Muscle morphology of slow and fast muscles

The observation that the dystrophic process preferentially affected size and function of the fastest fibre type (2B) and relatively spared the slowest fibre type (1) should be reflected not only in a fast to slow transition in fibre type composition of the muscles, but also in a differential dystrophic deterioration of fast and slow muscle. To clarify whether this was actually the case, the morphology of the muscles, the ratio between muscle weight and body weight and the percentage of centrally nucleated fibres were compared through muscles and FRG-1 lines.

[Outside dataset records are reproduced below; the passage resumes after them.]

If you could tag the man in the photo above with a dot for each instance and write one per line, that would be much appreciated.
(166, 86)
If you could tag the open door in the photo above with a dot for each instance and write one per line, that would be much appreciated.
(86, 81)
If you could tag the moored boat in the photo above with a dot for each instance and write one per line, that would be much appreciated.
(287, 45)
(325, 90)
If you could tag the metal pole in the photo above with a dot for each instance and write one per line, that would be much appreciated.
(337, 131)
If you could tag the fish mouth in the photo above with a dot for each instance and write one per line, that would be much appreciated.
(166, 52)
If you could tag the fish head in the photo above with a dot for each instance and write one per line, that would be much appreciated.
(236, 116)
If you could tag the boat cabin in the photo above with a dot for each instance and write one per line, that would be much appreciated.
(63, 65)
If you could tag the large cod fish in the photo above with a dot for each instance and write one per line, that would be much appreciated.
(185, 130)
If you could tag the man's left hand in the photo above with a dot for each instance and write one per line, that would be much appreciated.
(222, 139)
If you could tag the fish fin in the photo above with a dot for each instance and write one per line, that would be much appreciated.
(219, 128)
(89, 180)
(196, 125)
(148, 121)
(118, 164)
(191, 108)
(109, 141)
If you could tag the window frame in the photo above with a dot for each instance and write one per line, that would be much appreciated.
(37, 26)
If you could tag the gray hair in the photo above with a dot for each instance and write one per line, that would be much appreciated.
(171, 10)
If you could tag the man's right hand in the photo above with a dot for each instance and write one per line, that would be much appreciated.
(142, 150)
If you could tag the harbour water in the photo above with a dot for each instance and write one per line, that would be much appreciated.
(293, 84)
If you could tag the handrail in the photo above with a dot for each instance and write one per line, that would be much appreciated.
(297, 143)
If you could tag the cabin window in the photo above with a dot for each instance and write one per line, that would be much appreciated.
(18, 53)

As expected (Gabellini et al. 2006), dystrophic histological features, namely fibre necrosis, number of centrally nucleated fibres, connective tissue, and increased fibre size variability were found to depend on FRG1 expression levels being almost absent in muscles of FRG1-low mice and increasingly more evident in FRG1-med and FRG1-high. More interestingly, soleus appeared much more spared by the disease process than vastus and biceps (Fig. 3).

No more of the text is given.